Why the Taliban Shot the Schoolgirl
Why the Taliban Shot the Schoolgirl
UNHAPPY IS THE nation that needs a hero, Brecht’s Galileo lamented. But even unhappier is the nation that needs a hero in a child. The attempted assassination by the Taliban of a fourteen-year-old schoolgirl in Pakistan is the most sickening measure of the low and broken condition of that country, all the cries of revulsion notwithstanding. In The Friday Times of Lahore, my old friend Najam Sethi, who founded the independent newsweekly in 1989, and is one of the most fearless journalists in this fearful world, wrote wrathfully that “leaders’ vague expressions such as ‘inhuman,’ ‘barbaric’ or ‘animal’ for the attackers, always followed by the remark that such people ‘cannot be Muslims,’ may allow Pakistan’s spineless power elites to temporarily save their own skins.
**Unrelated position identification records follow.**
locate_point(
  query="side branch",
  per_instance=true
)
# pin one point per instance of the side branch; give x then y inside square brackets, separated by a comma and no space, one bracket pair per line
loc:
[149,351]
But it only adds to the general confusion of ordinary Pakistanis, who are already conditioned by their textbooks, Friday khutbas [sermons], TV anchors and the state’s deliberately opaque policies towards extremists, to try to deduce from such dark innuendo which ‘foreign hand’ has dealt their country the latest blow. … The ‘case’ of Malala Yusufzai, as it will now be called, exposes several failures of the Pakistani state: the failure to protect its most vulnerable citizens; the failure to overhaul the repressive colonial systems of ‘governance’ that have bred nothing but banditry and warlordism in much of Pakistan’s north and west; and the state’s failure even to acknowledge, let alone fight, the menace of religious fanaticism, which is claiming its best and brightest one by one.”